I think it would probably be a really big mistake to ASSUME that using an automated stop overnight will work out better in the long run than just leaving a fixed stop-loss above or below a recent swing high or low.
You can try it, of course, if it feels right to you, but the price you’ll sometimes pay for it is that it will take you out of trades by just a few pips, which would have developed really well for you when the retracement that hits the stop-loss is corrected and the trend resumes in the direction of your trade.
The difficulty with doing this is that some or many of the trades which you’re taken out of would have been really profitable if you hadn’t used the automated stop loss.
Personally, I’d find that very worrying indeed.
20% of my trades tend to produce 80% of my profits, over the long run (that’s true of most traders, isn’t it?), and those 20% of trades are just the ones an automated stop-loss would take me out of.
For me, it would probably even turn my trading from overall profit into overall loss.
But, again, perhaps that’s just me and my trading.
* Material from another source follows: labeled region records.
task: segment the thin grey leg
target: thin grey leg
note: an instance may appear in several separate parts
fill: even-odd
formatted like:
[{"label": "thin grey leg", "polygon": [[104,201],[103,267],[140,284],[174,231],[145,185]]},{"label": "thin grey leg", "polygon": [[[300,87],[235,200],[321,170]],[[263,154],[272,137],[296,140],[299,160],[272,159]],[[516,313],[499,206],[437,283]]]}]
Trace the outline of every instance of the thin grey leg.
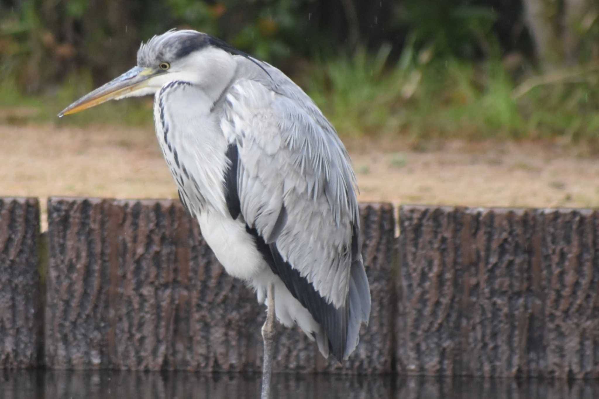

What matters is for you to learn how to TEST it for yourself and see whether or not you agree, for your trading.
My own guess, however, is that if you test it thoroughly, you’ll decide not to use it (I’m saying that because it’s certainly what’s happened with all the other people I know who have tested it out for themselves).
Generally, the people using this are all the ones who - for whatever reason - haven’t actually tested it properly for themselves.